The present work emphasizes the importance of regional surveys in finding sustainable groundwater sources in hardrock terrains where most of the shallow wells located in the weathered zone have gone dry due to over exploitation and the challenge lies in locating sustainable groundwater sources in bedrock where limited secondary porosity is provided by sporadically distributed fracture zones.

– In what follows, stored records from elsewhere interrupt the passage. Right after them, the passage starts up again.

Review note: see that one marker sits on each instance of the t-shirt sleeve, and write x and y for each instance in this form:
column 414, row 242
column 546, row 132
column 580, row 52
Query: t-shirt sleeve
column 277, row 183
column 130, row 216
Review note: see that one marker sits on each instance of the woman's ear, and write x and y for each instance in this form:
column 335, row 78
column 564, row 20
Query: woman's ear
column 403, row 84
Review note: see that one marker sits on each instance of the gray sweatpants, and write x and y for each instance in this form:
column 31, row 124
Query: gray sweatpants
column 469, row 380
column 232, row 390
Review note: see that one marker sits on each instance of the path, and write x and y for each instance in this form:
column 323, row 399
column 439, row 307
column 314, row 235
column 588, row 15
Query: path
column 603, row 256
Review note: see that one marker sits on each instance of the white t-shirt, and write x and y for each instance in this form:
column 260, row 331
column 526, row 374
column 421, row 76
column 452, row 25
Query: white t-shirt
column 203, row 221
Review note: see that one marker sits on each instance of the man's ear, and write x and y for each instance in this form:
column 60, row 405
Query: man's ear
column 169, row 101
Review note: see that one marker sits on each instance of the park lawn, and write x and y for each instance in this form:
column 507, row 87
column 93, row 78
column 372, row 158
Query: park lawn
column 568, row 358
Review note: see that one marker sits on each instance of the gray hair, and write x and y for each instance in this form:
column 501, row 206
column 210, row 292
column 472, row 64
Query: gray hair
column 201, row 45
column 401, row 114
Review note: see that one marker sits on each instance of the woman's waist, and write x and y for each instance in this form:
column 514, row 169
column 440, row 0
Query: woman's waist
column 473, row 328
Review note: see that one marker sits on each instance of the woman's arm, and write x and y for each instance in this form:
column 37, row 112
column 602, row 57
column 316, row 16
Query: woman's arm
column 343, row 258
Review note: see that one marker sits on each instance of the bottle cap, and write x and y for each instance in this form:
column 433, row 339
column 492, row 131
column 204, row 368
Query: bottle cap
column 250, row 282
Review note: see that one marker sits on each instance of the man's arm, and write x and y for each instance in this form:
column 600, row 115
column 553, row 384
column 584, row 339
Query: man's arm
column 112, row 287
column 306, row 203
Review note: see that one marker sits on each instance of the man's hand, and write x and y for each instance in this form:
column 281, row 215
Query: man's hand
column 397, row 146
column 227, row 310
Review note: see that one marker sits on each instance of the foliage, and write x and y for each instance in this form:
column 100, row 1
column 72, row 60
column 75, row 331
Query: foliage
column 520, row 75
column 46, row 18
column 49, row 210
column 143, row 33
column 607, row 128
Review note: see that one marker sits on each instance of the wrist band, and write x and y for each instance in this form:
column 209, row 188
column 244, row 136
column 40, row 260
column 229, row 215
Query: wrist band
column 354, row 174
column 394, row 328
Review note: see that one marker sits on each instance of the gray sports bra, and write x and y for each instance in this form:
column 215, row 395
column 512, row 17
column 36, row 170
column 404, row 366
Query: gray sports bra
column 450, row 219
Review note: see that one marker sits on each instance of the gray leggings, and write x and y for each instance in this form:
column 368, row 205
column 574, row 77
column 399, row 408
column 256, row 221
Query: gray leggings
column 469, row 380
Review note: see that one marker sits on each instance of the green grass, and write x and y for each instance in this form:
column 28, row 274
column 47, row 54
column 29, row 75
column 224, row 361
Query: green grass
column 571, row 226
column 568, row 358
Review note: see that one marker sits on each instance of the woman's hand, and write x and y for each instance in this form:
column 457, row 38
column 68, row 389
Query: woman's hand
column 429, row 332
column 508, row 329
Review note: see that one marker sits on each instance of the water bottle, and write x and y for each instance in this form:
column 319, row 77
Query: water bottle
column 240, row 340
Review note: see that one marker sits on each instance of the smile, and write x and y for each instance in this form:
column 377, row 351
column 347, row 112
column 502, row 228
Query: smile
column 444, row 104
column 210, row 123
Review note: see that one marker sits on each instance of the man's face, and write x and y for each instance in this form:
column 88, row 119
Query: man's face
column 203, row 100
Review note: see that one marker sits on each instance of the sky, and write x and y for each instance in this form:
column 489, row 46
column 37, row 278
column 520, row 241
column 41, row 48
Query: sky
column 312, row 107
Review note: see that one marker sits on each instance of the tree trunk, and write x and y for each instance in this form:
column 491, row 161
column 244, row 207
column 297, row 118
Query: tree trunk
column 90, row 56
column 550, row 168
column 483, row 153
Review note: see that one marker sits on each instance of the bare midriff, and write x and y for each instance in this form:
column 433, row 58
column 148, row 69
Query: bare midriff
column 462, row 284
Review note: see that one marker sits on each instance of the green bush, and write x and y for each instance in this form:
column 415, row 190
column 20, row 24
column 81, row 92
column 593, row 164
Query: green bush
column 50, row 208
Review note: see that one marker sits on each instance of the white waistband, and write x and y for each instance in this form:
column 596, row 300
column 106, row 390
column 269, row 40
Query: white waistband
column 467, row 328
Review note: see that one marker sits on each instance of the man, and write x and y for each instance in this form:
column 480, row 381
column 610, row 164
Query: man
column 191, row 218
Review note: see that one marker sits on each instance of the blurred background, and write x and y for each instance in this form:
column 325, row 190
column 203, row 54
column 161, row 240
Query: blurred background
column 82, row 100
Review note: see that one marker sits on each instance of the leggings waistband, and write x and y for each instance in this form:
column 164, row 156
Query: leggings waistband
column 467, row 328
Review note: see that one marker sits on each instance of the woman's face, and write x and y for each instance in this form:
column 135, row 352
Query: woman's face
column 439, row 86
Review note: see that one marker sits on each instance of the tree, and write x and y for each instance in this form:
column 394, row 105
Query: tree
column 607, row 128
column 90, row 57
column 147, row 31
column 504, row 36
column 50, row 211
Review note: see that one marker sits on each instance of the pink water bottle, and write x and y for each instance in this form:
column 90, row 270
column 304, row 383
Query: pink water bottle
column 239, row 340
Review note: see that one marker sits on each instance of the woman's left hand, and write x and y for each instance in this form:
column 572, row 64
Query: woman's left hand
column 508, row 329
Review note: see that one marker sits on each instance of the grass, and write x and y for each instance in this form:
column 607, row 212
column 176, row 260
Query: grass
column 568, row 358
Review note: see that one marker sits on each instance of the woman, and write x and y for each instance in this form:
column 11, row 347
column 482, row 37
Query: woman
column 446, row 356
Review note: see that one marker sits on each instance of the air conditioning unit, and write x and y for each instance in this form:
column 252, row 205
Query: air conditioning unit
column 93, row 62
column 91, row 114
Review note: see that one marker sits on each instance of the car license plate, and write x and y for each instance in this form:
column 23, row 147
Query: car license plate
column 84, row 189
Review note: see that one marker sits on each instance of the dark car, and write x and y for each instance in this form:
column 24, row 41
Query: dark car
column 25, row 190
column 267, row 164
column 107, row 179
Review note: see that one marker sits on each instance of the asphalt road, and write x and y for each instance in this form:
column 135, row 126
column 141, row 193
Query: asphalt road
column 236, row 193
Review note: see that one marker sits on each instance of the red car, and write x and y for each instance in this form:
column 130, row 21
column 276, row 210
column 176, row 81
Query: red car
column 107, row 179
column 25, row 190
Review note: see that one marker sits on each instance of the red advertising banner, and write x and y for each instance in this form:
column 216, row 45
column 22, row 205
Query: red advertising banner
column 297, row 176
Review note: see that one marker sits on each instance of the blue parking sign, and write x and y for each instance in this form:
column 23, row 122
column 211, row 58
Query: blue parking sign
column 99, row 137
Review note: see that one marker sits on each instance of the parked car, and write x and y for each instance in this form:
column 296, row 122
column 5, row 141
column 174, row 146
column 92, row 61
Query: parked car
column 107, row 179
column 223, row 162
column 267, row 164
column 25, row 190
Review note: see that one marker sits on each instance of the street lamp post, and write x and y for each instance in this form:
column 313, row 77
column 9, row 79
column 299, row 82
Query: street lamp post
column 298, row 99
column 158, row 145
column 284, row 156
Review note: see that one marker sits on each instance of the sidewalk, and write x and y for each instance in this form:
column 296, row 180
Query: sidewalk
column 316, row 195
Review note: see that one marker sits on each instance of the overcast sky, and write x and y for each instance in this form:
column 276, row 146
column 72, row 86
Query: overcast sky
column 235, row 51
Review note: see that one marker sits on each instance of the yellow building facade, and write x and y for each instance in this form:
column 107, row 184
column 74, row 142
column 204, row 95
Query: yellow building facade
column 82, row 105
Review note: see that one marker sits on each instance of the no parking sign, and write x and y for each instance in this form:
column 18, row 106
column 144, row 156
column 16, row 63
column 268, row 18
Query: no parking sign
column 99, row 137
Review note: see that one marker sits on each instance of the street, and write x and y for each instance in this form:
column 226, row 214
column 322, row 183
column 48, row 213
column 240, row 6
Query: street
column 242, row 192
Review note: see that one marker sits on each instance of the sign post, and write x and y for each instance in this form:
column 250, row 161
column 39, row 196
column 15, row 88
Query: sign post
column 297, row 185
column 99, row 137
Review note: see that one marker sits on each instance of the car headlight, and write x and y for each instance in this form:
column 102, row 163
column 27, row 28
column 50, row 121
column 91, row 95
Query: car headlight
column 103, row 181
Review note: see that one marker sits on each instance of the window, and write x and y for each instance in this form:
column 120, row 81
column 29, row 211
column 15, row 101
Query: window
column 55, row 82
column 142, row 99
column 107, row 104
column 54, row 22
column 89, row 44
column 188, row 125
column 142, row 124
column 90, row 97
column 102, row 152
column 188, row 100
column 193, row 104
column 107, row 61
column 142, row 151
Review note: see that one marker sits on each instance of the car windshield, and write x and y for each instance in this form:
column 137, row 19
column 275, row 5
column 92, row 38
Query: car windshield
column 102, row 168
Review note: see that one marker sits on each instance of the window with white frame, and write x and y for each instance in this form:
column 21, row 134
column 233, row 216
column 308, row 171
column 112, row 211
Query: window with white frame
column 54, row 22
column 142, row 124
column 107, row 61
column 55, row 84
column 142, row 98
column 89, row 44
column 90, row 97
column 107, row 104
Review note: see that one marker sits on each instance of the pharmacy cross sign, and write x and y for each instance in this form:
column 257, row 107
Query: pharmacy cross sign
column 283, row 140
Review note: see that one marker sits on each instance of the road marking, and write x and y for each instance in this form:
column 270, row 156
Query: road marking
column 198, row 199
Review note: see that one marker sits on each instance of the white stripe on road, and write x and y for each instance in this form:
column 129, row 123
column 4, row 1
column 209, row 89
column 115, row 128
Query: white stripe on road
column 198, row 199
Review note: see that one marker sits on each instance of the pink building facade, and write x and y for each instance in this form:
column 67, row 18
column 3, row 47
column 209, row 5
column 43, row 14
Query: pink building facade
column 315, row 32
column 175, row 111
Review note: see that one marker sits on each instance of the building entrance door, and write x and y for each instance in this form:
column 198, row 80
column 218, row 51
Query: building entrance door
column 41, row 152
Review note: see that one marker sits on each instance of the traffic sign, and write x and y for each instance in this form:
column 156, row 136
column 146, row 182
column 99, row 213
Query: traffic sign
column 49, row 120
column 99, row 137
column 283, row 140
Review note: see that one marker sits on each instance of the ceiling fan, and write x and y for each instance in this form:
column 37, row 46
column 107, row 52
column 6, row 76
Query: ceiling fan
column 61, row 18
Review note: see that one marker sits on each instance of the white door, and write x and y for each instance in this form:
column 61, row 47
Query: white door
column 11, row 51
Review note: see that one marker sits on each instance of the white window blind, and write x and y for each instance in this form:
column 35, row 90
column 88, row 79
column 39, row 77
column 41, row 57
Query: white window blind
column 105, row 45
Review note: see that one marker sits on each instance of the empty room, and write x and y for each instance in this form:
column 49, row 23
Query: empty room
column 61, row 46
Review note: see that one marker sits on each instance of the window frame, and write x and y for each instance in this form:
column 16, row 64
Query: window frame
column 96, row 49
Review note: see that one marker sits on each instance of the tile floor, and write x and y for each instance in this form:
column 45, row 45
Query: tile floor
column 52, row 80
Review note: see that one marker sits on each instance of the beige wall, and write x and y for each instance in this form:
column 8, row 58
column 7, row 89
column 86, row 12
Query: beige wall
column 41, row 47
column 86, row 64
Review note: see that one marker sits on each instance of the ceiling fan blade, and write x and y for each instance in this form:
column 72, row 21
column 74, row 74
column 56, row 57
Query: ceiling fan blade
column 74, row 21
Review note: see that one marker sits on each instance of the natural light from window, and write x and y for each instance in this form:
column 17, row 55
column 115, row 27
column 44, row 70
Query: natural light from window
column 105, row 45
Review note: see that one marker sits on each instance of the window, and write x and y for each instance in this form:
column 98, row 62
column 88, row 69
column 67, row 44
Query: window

The results demonstrate that the AEM surveys in combination with borehole data and geological information provide a potential tool to achieve this goal as they are capable of characterizing crystalline hardrocks and lineaments, mapping the spatial extent of fracture networks and associated hydrogeological pathways, termed as Hydrolins, that are derived from the AEM data. The DOI information efficiently demarcates the deep groundwater bearing fracture zones. Their yield potential is determined by the connectivity provided by the Hydrolins. The study also brings out a threshold depth, TGWH, below which the well-connected fracture zones are likely to provide high yielding wells. The AEM data also helps in studying the reduction in the groundwater bearing fracture zones with depth. The groundwater potential of a given watershed thus can be assessed by determining the availability of fracture zones below the TGWH. Lineaments are important in locating groundwater and the study reveals that Hydrolins provide the most significant clues followed by Maglins and Satlins. Additionally, a precise knowledge of Hydrolins can also be helpful in identifying suitable recharge zones. Knowledge of the fracture network in hardrock terrains is useful to understand regional hydrogeology and provide crucial inputs to simulate the groundwater flow system, and develop sustainable groundwater management plans. Since the study deals with the important problem of locating sustainable sources of groundwater in hardrocks, it is important that the present results supported by a limited number of groundwater data are further confirmed by expanding the analysis to larger groundwater data sets73.